Ce qui me tient beaucoup plus au cœur, c’est que vous veniez à Lyon, mon cher ange. Il faut absolument que Tronchin, qui va partir, fasse cette négociation[1], et qu’il la fasse de lui-même, et qu’il y réussisse. Comptez qu’il entend ces affaires-là comme celles du change. Mon Dieu, le joli coup que ce serait ! On est riche comme un puits. On radote. J’aurais le bonheur de vous voir. J’ai toujours peur de radoter moi-même en me livrant trop à mes idées ; mais pardonnez-moi la plus douce illusion du monde.

Mme de Fontaine vous rapportera Fanime et la Femme qui a raison. Si ces misères vous amusent, elles en amuseront bien d’autres.

Je me flatte que Mme d’Argental est en bonne santé. Je baise les ailes de tous les anges.

Je fais mille tendres compliments à M. de Sainte-Palaye ; je suis aussi honoré qu’enchanté de l’avoir pour confrère[2].


3619. — À MADAME LA COMTESSE DE LUTZELBOURG.
Aux Délices, 16 juin.

Vous avez dû, madame, avoir M. le prince de Soubise, qui probablement a passé par Strasbourg pour aller prendre sa revanche. M. le comte de Clermont joue peut-être sa première partie au moment où je vous écris[3]. En attendant, nous payons les cartes. Permettez-moi de vous demander où est monsieur votre fils pendant toutes ces aventures. Ne sert-il pas toujours ? N’a-t-il pas été de son lit de mariage à son lit de camp ? Était-il dans l’armée de Hanau ? Est-il dans l’armée du Rhin ? Je fais toujours des vœux pour sa conservation, pour son avancement, et pour la tranquillité de votre vie.

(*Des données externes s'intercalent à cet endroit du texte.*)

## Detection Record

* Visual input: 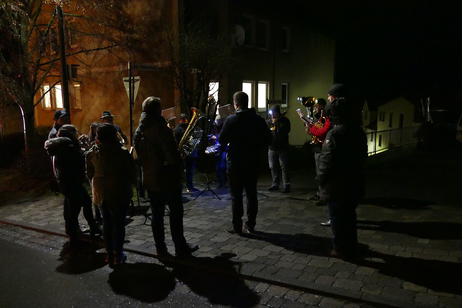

J’ai été sur le point, madame, de venir vous faire une visite. Je promets tous les ans à monseigneur l’électeur palatin de lui aller faire ma cour. Je viendrais vous demander un lit, et jouir de la consolation de causer avec vous, si je pouvais faire le voyage ; mais ma mauvaise santé et ma famille, que j’ai auprès

  1. Il s’agissait d’exciter Mme de Grolée à engager son neveu d’Argental à la venir voir à Lyon. Voltaire espérait de cette entrevue des suites avantageuses pour son ami.
  2. Jean-Baptiste de La Curne de Sainte-Palaye, né à Auxerre en 1697, reçu à l’Académie française en 1758, à la place de Boissy, est mort le 1er mars 1781.
  3. Quelques jours plus tard, le 23 juin, Louis de Bourbon-Condé, comte de Clermont, fut battu près de Crevelt par le prince Ferdinand de Brunswick.